After sometime of reclining and letting the strange house and its eerie character seep into her, Simi felt comfortable enough to dose off into a light sleep. It wasn't long afterward that she heard the roar of Jaylon's bike, coming up the dirt road to take her back to Madrid as planned.

She could hear the bike so close that it seemed just outside the window and then Jaylon's knock on the front door brought her to her feet. She ran from the bedroom to the front door to let him in.

She greeted him with a smile and an embrace, which Jaylon seemed surprised by. He returned the gesture with a comforting kiss on her cheek and a somewhat nervous smile back.

"So how did you find my humble house," he asked her, seemingly assured she would have by now perused it while he was gone.

"It's very . . . well, you, Jaylon," she said smiling again. "It could definitely use a woman's touch in a few places, though."

He smiled back. "No need for that here. It just suits what I need for now."

"So have you always lived so . . . simply, Jaylon. So . . . temporarily?"

"Actually. I have."

"But you will one day want to live . . . better. I mean . . . more permanently, right?"

Jaylon looked at her with a serious almost sad look.

"Sure. Someday, I suppose."

"Well you really deserve to do that for yourself, you know."

He placed his hand against her face as he had done earlier. Simi was hoping this would be a prelude to much more touching, kisses, and the involved affection she had looked forward to for some time with him.

"We have to get you back to Madrid now," he said, disappointingly.

"Do we really have to?" She asked in a flirtatious voice.

"I think it will be best for what I saw happening in Santa Fe."

"What? What did you see?"

"The streets are crowding up with traffic and pedestrians.
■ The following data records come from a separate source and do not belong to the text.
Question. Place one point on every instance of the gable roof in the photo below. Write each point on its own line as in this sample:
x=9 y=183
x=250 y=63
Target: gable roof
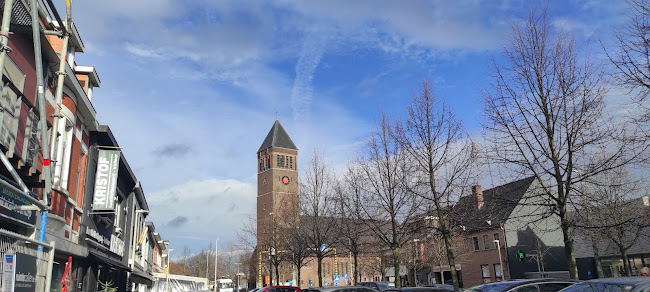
x=277 y=137
x=499 y=202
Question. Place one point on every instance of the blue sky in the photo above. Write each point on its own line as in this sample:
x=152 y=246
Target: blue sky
x=191 y=88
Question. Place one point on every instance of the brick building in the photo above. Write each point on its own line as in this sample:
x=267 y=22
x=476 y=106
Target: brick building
x=512 y=218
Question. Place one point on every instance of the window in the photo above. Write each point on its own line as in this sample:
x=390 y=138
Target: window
x=280 y=161
x=485 y=271
x=10 y=104
x=268 y=161
x=62 y=153
x=497 y=272
x=486 y=241
x=468 y=244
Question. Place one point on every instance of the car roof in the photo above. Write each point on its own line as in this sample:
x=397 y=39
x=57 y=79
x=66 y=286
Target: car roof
x=621 y=280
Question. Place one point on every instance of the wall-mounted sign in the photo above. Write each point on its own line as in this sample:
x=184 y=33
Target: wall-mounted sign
x=8 y=272
x=108 y=164
x=25 y=273
x=117 y=245
x=10 y=198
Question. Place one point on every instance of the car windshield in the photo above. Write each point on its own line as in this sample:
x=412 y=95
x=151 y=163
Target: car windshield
x=493 y=287
x=599 y=287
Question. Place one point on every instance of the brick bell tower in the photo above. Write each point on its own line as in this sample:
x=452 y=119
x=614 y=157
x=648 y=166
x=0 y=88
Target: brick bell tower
x=277 y=184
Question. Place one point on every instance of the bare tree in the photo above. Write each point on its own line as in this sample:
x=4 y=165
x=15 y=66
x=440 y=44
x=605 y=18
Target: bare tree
x=353 y=232
x=546 y=116
x=317 y=200
x=298 y=248
x=441 y=156
x=612 y=208
x=388 y=208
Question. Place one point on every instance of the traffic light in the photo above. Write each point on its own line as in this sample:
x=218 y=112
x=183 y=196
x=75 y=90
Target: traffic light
x=521 y=255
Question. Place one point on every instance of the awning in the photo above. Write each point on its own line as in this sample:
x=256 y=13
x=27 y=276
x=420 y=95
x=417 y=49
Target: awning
x=138 y=276
x=104 y=257
x=390 y=271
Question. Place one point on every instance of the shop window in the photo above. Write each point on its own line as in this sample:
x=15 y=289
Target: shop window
x=486 y=241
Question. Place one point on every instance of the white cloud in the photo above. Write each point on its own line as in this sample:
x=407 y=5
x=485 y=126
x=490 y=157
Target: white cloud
x=208 y=207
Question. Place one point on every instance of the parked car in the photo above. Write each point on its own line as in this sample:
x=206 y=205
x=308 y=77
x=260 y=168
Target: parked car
x=444 y=286
x=379 y=286
x=527 y=285
x=428 y=288
x=630 y=284
x=279 y=289
x=340 y=289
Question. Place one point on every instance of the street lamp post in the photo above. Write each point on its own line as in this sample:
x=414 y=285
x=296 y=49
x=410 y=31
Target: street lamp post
x=500 y=259
x=169 y=255
x=216 y=261
x=237 y=289
x=136 y=218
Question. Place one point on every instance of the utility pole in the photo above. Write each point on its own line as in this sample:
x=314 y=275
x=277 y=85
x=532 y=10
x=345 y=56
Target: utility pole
x=500 y=259
x=237 y=276
x=216 y=261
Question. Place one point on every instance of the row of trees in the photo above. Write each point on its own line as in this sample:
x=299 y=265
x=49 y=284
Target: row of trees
x=545 y=115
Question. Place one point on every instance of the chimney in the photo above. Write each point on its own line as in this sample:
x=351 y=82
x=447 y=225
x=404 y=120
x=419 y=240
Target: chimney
x=477 y=192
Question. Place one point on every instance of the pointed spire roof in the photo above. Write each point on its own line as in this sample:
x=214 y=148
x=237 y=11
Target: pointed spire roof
x=277 y=137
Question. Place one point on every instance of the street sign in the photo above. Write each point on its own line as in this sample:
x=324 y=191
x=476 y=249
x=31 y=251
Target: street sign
x=8 y=273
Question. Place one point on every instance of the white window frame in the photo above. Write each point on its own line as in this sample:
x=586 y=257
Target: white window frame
x=63 y=152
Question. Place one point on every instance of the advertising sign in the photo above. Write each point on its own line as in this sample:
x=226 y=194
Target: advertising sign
x=8 y=272
x=108 y=164
x=143 y=234
x=10 y=198
x=25 y=273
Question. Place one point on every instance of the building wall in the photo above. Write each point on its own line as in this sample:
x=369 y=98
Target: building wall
x=531 y=230
x=475 y=260
x=273 y=195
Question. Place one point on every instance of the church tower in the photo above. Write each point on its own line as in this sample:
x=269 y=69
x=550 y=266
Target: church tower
x=277 y=184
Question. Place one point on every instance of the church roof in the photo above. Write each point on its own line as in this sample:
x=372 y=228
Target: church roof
x=277 y=137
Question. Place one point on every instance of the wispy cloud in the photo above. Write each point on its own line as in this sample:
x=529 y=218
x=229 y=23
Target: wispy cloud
x=302 y=91
x=173 y=150
x=178 y=221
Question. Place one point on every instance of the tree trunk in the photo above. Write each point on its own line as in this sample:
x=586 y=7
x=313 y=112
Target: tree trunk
x=626 y=261
x=298 y=281
x=446 y=234
x=599 y=266
x=270 y=271
x=568 y=249
x=356 y=271
x=319 y=258
x=398 y=282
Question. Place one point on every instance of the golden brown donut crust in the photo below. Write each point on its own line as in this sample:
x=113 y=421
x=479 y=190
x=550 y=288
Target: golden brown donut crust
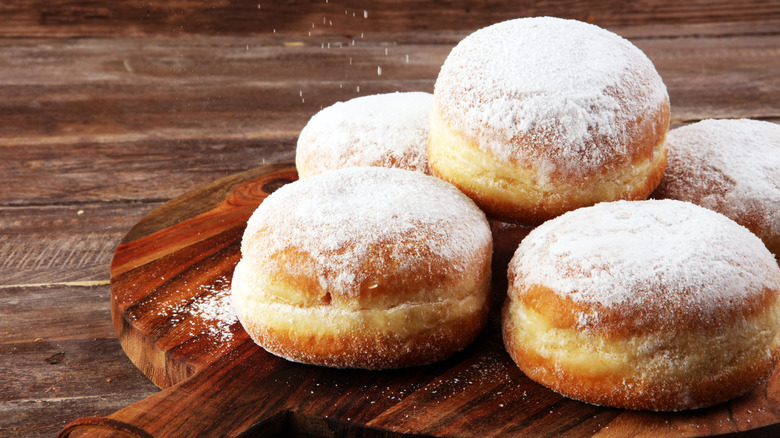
x=366 y=267
x=511 y=192
x=593 y=328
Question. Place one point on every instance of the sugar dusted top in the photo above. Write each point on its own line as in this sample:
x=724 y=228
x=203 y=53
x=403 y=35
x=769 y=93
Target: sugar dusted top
x=349 y=219
x=731 y=166
x=388 y=130
x=565 y=96
x=656 y=255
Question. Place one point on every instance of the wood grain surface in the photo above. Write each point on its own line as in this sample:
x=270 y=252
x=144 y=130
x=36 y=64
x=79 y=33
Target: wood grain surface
x=179 y=259
x=110 y=109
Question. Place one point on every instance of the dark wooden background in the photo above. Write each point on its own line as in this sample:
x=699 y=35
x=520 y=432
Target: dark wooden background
x=110 y=108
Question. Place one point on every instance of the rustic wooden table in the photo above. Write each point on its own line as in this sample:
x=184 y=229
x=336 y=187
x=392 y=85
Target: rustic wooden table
x=110 y=109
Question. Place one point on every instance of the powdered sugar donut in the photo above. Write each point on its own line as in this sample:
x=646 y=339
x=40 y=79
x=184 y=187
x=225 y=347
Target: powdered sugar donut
x=386 y=130
x=658 y=304
x=537 y=116
x=365 y=267
x=731 y=166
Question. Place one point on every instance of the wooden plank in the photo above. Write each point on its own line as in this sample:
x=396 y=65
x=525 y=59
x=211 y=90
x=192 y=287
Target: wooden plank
x=60 y=359
x=177 y=263
x=71 y=18
x=228 y=113
x=46 y=385
x=62 y=244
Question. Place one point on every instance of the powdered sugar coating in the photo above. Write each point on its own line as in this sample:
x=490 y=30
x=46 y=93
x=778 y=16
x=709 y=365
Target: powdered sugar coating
x=731 y=166
x=656 y=255
x=339 y=218
x=563 y=96
x=388 y=130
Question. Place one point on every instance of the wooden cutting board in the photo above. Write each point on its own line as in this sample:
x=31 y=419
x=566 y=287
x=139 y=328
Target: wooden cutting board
x=170 y=281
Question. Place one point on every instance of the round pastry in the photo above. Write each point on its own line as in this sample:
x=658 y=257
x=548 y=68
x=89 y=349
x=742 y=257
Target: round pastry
x=731 y=166
x=364 y=267
x=659 y=305
x=385 y=130
x=533 y=117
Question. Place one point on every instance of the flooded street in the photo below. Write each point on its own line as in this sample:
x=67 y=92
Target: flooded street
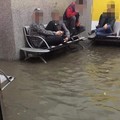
x=84 y=85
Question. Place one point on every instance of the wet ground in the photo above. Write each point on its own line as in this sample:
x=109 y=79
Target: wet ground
x=84 y=85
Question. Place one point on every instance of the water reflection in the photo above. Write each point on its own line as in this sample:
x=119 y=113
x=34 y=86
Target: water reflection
x=79 y=86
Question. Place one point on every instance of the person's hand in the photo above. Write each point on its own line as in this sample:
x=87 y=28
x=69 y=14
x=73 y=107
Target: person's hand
x=78 y=24
x=59 y=33
x=105 y=26
x=66 y=39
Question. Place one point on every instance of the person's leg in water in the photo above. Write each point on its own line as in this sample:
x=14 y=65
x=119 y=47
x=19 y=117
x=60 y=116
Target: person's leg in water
x=53 y=40
x=104 y=32
x=71 y=22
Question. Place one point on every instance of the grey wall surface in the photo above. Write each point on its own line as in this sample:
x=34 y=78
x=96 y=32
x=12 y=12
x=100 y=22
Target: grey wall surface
x=7 y=45
x=17 y=13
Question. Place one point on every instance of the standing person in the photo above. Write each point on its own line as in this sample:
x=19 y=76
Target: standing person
x=57 y=25
x=106 y=22
x=71 y=18
x=38 y=29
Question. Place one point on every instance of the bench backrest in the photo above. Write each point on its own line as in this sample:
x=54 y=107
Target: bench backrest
x=26 y=33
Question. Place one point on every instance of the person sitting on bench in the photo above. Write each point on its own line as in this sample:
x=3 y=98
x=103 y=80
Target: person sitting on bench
x=71 y=18
x=53 y=38
x=57 y=25
x=106 y=23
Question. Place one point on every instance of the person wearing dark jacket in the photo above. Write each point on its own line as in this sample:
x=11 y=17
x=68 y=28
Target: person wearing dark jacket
x=38 y=29
x=57 y=25
x=106 y=22
x=71 y=19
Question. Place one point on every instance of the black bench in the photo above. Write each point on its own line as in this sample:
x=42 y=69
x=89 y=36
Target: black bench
x=30 y=50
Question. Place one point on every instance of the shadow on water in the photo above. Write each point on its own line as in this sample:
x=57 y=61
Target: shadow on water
x=83 y=85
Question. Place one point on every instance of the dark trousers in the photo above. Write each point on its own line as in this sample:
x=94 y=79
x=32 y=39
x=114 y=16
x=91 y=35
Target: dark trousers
x=71 y=25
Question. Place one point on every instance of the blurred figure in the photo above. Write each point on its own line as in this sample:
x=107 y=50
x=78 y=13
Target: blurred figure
x=71 y=18
x=57 y=25
x=38 y=29
x=106 y=23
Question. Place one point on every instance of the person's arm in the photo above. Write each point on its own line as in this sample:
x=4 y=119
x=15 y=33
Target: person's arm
x=41 y=30
x=66 y=31
x=50 y=26
x=70 y=12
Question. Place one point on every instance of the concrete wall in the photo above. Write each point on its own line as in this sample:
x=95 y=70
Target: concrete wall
x=7 y=45
x=17 y=14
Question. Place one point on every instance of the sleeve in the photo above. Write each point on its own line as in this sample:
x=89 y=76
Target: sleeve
x=67 y=33
x=112 y=22
x=70 y=12
x=41 y=30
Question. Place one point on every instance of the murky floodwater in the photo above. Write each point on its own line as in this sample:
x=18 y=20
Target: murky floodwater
x=84 y=85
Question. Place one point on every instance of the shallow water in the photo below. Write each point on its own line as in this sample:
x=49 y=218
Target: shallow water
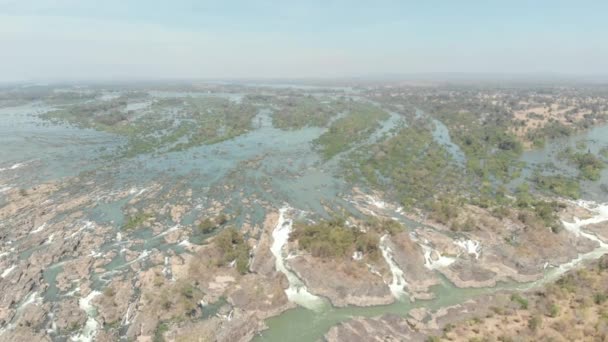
x=271 y=165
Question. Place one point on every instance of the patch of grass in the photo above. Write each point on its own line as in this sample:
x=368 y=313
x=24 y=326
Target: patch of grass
x=136 y=221
x=234 y=248
x=523 y=303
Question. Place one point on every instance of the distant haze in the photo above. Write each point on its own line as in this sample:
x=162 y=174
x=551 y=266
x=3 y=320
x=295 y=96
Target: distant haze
x=139 y=40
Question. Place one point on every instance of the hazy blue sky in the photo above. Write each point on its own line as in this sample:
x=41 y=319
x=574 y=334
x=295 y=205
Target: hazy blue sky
x=85 y=39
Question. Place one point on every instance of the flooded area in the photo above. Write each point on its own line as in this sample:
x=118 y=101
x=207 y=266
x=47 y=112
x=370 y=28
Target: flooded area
x=136 y=213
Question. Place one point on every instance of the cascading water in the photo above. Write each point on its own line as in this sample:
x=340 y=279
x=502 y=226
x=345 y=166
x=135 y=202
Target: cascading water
x=297 y=291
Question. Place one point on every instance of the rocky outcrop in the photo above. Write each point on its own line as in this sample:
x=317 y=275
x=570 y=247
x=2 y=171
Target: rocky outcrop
x=343 y=282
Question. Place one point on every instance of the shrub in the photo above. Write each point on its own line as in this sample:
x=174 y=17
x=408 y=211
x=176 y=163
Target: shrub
x=234 y=248
x=534 y=323
x=523 y=303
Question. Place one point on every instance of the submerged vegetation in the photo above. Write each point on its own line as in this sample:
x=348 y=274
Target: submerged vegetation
x=233 y=248
x=164 y=125
x=588 y=164
x=357 y=125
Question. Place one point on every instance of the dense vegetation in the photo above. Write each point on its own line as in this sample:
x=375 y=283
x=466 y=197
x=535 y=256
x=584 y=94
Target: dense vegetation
x=295 y=112
x=588 y=164
x=334 y=239
x=410 y=164
x=233 y=248
x=166 y=125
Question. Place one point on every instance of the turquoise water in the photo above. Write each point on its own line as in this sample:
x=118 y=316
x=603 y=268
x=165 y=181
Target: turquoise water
x=269 y=164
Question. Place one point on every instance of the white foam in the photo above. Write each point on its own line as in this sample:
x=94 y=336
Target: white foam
x=433 y=259
x=469 y=246
x=89 y=331
x=601 y=215
x=8 y=271
x=39 y=229
x=185 y=243
x=297 y=291
x=13 y=167
x=174 y=228
x=87 y=225
x=376 y=202
x=398 y=282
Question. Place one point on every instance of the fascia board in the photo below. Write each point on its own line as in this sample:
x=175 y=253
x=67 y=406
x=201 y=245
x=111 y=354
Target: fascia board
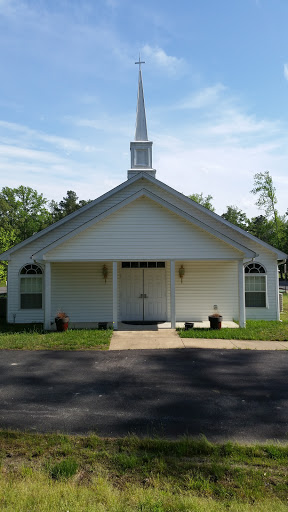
x=143 y=193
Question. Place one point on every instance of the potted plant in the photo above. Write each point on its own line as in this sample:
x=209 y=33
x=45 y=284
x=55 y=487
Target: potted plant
x=215 y=319
x=61 y=321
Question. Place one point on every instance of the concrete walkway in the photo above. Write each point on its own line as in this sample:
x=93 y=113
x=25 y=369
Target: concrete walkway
x=168 y=338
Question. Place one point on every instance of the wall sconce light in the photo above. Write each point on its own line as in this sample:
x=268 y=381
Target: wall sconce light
x=181 y=272
x=105 y=272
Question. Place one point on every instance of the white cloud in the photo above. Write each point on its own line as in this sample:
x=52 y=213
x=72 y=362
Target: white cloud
x=204 y=98
x=159 y=57
x=30 y=136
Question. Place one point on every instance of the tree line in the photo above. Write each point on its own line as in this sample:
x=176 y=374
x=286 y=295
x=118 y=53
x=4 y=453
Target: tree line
x=270 y=226
x=23 y=212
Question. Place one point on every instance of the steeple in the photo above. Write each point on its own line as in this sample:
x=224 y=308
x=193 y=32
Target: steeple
x=141 y=147
x=141 y=125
Right now. In the middle of the night. It's a mixed crowd . . . people of the Light and of the Dark. They have begun to come in. The balance is unstable still. A lot of randomness in the air out there. I worry a little for how things are over in Madrid. We must go see."

Suddenly Simi was convinced he was right. There would be a randomness even there in her small town. And her presence was needed for the balance. She looked back at the interior of the house as Jaylon locked it, and they walked out into the brighter night with the eclipse long past to get onto Jaylon's bike.

There would be no time for love-making this night at Jaylon's home, as she had imagined and fantasized about it there on his bed. There was much more critical things still to investigate and attend to.